By noon the banners on the high keep cracked like whips in the wind. Below them the city sprawled outward into crooked shacks and lean sheds. The hard skin around a soft fruit. In the market the sounds were coins scraped from tables, a crossbow crank pulled back with a tired groan, the breath of a woman who went still when a man in mail paused at her stall.
Estaron watched from the broken ribs of an old bell tower. Pigeons had claimed the beams. Rain had eaten half the stair. From here he could read three streets and the thin strip of the south road where tax squads liked to arrive with clean faces and dirty hands.
He kept a small leather book in his palm. Patrol times went on the left. Names on the right. Who skimmed. Who kept a hand light. Harvest runners moved between alleys and the palace with priest smiles and small boxes at their belts. The kings called it tithe. Estaron called it theft written down neatly so the guilt would not stick.
Rumor ran like a draft through a door that did not quite shut. Someone had been hunting Exalted and leaving the bodies where alleys could tell stories about them. No trophies. No vials taken. No rise in a gang's power. A ghost who killed and left the glow for the ground. Useful if it was true.

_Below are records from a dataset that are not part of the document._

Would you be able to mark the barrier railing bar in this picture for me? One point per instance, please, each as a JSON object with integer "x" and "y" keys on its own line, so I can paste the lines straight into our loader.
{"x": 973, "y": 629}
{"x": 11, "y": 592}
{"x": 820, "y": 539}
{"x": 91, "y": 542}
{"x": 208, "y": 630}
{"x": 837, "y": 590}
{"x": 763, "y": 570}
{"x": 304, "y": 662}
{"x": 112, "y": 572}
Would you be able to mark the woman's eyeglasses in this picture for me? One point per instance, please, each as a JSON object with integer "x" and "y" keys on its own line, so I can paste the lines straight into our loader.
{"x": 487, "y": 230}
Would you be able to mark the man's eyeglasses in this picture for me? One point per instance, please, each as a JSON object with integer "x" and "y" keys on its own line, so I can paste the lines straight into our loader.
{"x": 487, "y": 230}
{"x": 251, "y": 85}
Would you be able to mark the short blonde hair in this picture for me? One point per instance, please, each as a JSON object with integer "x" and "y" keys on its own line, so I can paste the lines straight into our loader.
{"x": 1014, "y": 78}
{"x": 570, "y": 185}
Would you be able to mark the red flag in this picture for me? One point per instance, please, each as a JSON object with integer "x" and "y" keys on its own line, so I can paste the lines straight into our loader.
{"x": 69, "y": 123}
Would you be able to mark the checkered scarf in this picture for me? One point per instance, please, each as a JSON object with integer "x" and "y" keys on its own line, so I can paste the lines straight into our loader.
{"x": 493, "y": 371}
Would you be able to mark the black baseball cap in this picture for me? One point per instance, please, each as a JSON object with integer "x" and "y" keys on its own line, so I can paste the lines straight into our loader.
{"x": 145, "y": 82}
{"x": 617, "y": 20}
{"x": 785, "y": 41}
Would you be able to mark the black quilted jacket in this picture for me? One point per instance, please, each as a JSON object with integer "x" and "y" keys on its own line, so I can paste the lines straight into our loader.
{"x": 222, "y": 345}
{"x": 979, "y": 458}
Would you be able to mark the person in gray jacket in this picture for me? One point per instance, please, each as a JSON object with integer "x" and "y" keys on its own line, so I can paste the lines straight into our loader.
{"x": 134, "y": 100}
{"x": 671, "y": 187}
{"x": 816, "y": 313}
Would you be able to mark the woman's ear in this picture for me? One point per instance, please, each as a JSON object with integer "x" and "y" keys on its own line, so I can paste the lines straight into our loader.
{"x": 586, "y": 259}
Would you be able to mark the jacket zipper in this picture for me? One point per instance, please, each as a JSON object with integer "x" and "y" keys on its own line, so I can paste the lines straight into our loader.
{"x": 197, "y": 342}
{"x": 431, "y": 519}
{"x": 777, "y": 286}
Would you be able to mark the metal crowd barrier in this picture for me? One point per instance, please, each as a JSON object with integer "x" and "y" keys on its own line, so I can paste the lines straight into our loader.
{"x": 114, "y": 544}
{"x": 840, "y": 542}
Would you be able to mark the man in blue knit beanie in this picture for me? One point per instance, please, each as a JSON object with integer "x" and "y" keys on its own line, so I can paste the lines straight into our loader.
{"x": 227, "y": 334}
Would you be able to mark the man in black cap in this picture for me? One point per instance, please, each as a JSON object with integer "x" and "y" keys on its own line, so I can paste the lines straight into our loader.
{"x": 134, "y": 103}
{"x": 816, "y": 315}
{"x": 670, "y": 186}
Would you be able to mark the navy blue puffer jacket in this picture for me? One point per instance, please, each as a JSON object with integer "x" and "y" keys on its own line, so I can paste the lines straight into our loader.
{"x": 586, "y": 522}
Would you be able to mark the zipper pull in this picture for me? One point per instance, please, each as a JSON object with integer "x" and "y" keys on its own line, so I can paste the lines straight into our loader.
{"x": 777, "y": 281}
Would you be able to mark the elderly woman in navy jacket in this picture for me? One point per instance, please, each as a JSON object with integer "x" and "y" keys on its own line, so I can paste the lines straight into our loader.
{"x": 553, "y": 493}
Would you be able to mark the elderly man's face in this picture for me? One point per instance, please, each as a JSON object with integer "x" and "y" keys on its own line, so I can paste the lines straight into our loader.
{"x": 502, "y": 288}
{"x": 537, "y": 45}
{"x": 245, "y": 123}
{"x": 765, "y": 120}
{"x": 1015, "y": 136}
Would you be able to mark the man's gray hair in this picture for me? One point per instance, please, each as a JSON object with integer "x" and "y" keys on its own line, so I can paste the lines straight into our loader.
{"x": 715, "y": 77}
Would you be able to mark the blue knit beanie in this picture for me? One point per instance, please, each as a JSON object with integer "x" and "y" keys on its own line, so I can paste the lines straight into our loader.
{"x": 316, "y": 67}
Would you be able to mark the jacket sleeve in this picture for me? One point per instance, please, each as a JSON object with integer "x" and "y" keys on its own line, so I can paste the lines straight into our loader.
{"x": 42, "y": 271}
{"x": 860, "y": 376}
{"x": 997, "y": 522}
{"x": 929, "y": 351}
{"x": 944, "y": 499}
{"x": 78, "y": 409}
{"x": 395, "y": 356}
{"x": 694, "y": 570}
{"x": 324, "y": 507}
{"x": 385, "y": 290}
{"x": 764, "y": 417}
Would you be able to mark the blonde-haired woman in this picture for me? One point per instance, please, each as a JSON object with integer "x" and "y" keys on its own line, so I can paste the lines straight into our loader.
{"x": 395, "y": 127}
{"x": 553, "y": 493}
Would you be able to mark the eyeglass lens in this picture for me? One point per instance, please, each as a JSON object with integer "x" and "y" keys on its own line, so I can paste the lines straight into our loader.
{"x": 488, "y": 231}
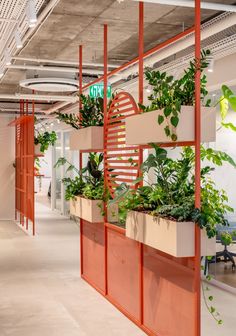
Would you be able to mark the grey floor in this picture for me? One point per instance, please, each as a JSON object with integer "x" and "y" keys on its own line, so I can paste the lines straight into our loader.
{"x": 41, "y": 293}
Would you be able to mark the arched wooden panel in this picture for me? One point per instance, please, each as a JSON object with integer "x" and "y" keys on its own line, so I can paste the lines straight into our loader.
{"x": 122, "y": 163}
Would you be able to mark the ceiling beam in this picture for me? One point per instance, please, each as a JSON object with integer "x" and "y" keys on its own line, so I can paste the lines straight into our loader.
{"x": 32, "y": 97}
{"x": 189, "y": 3}
{"x": 75, "y": 64}
{"x": 54, "y": 69}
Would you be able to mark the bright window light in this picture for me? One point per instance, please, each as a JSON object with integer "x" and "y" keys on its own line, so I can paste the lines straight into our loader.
{"x": 7, "y": 57}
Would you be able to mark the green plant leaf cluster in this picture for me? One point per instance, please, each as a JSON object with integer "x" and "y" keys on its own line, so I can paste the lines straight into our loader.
{"x": 91, "y": 113}
{"x": 88, "y": 182}
{"x": 227, "y": 237}
{"x": 172, "y": 193}
{"x": 168, "y": 93}
{"x": 45, "y": 140}
{"x": 227, "y": 100}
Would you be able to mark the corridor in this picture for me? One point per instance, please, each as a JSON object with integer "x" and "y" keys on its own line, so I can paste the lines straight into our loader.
{"x": 41, "y": 291}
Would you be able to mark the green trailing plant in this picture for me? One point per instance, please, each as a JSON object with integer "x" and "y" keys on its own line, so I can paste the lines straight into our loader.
{"x": 45, "y": 140}
{"x": 91, "y": 113}
{"x": 168, "y": 93}
{"x": 227, "y": 100}
{"x": 227, "y": 237}
{"x": 172, "y": 193}
{"x": 209, "y": 299}
{"x": 88, "y": 182}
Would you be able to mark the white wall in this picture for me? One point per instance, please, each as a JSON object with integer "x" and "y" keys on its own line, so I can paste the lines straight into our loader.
{"x": 7, "y": 171}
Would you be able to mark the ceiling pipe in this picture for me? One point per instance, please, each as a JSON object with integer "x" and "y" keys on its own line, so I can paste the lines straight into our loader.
{"x": 42, "y": 60}
{"x": 56, "y": 107}
{"x": 30, "y": 32}
{"x": 32, "y": 97}
{"x": 54, "y": 69}
{"x": 191, "y": 4}
{"x": 172, "y": 49}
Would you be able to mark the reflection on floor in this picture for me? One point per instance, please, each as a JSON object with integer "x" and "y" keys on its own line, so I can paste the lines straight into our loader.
{"x": 41, "y": 292}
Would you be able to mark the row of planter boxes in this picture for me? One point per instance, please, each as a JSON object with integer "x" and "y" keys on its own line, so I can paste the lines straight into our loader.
{"x": 171, "y": 237}
{"x": 91, "y": 138}
{"x": 174, "y": 238}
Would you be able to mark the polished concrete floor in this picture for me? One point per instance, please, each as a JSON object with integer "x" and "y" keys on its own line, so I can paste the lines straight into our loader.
{"x": 41, "y": 293}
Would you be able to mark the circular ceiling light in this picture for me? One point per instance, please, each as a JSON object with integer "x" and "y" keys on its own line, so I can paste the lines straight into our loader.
{"x": 50, "y": 84}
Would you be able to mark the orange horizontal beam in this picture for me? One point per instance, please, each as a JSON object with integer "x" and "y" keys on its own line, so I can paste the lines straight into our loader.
{"x": 148, "y": 53}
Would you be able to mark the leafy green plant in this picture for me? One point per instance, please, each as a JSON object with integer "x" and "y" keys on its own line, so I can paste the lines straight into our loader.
{"x": 45, "y": 140}
{"x": 171, "y": 195}
{"x": 91, "y": 113}
{"x": 88, "y": 182}
{"x": 227, "y": 100}
{"x": 227, "y": 237}
{"x": 170, "y": 93}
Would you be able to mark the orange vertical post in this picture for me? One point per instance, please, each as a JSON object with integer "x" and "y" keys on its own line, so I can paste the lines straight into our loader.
{"x": 80, "y": 74}
{"x": 80, "y": 153}
{"x": 104, "y": 141}
{"x": 198, "y": 165}
{"x": 141, "y": 68}
{"x": 32, "y": 140}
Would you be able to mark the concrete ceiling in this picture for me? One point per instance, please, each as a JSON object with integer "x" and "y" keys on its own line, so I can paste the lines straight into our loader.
{"x": 74, "y": 22}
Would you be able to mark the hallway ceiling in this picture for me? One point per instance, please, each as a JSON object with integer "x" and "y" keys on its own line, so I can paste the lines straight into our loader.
{"x": 74, "y": 22}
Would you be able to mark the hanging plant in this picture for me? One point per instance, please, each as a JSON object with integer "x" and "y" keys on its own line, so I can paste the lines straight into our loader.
{"x": 227, "y": 101}
{"x": 172, "y": 194}
{"x": 169, "y": 94}
{"x": 45, "y": 140}
{"x": 91, "y": 113}
{"x": 88, "y": 182}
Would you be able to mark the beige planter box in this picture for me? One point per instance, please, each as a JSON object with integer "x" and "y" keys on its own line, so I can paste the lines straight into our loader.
{"x": 143, "y": 128}
{"x": 89, "y": 138}
{"x": 174, "y": 238}
{"x": 37, "y": 151}
{"x": 90, "y": 210}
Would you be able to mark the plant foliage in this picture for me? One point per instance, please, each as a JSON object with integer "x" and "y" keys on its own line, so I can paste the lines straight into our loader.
{"x": 168, "y": 93}
{"x": 172, "y": 193}
{"x": 227, "y": 100}
{"x": 88, "y": 182}
{"x": 45, "y": 140}
{"x": 91, "y": 113}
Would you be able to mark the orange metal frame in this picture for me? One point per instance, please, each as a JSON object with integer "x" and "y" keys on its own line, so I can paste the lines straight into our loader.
{"x": 24, "y": 173}
{"x": 143, "y": 267}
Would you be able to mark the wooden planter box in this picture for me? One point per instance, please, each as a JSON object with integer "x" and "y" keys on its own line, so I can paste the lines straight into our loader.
{"x": 143, "y": 128}
{"x": 89, "y": 138}
{"x": 174, "y": 238}
{"x": 90, "y": 210}
{"x": 37, "y": 151}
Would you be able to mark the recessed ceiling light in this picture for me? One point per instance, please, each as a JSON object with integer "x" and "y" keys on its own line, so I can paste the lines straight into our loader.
{"x": 18, "y": 40}
{"x": 31, "y": 13}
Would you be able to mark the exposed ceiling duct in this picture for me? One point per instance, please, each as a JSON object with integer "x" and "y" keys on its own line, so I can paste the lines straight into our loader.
{"x": 32, "y": 97}
{"x": 191, "y": 4}
{"x": 210, "y": 28}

Dangerous if it was not.
At the edge of a lane a boy tried to chase crows with a wooden sword. Bare feet chalked with dust. A guard that would get him buried. A lean stranger stopped without crowding him. Two quick taps put the boy's hands in the right place. Chin down. Elbow loose. Blade across the chest. No praise. No smile. Then the man drifted on and disappeared between two walls as if the city had opened to make a space just for him.
Estaron tracked the wake he left. A bread stall where a heel of crust changed hands without coin. A fletcher who turned his face politely while a child pulled two arrows and missed both times. A well whose pulley squealed like a pig being born. When the stranger moved he did it like a man who had fought for a long time and kept the habits of survival close. No flourish. No swagger. Only a body that knew where to stand.

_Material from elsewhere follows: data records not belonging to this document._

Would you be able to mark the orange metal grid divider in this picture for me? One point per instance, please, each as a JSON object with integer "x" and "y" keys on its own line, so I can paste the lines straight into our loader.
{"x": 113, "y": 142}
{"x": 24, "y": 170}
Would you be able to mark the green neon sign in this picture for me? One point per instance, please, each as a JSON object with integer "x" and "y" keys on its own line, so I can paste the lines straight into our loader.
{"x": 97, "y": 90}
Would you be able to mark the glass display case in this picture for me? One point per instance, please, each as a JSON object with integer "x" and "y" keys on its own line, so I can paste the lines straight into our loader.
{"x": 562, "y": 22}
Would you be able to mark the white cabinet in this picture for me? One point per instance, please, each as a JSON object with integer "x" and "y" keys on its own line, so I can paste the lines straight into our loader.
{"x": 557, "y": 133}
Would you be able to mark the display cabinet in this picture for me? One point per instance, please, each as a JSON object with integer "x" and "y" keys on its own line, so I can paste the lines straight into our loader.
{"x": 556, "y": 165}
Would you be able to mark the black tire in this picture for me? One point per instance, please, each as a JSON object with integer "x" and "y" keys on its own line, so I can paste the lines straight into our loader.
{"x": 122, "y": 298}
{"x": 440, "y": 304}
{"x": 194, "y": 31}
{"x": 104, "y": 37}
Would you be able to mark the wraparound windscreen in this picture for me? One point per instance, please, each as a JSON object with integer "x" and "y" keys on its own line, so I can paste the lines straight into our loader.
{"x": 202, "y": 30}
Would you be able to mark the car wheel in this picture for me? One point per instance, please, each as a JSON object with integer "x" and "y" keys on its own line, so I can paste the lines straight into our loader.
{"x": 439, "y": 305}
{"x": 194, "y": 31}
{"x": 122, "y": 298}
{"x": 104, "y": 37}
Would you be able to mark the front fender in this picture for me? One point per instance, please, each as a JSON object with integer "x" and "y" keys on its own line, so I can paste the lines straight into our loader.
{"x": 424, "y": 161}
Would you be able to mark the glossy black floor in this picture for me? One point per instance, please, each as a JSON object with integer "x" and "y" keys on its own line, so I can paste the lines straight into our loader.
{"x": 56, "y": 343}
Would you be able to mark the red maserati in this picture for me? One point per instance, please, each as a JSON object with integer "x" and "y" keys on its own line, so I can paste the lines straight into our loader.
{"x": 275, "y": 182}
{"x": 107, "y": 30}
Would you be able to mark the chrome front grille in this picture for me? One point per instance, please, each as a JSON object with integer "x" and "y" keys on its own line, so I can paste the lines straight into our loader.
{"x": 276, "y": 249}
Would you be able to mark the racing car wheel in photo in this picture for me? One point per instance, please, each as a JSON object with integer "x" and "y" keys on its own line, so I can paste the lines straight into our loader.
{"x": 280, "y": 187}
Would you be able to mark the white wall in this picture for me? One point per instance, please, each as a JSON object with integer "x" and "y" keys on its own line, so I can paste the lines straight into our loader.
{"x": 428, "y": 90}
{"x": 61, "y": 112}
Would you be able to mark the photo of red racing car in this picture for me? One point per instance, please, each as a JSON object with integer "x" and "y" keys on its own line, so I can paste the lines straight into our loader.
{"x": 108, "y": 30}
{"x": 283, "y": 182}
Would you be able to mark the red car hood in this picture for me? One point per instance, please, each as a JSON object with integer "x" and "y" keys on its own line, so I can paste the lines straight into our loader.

Boots clicked on the stair. Sera climbed into the light and sat on the ledge with her spear across her knees. She looked down at the lanes like a hawk reads a field and decides which shadow is a rabbit.
"Anything worth watching?" she asked.
"Always," Estaron said.
She found the boy with the wooden sword and squinted. "That one wants to live. He just does not know how."
"Someone is teaching him," Estaron said, and nodded toward the place where the stranger had vanished.
Sera followed the nod and lifted one brow. "Old soldier. The good kind. Or what is left of that kind."
"Knows his way around footwork and a fight. That is all," Estaron said.
They let the city chew the afternoon. When the tax squads turned for a second pass, Estaron closed his book. He had seen what he needed. South lanes at first bell. That was where tomorrow would break. He meant to be standing where it fell.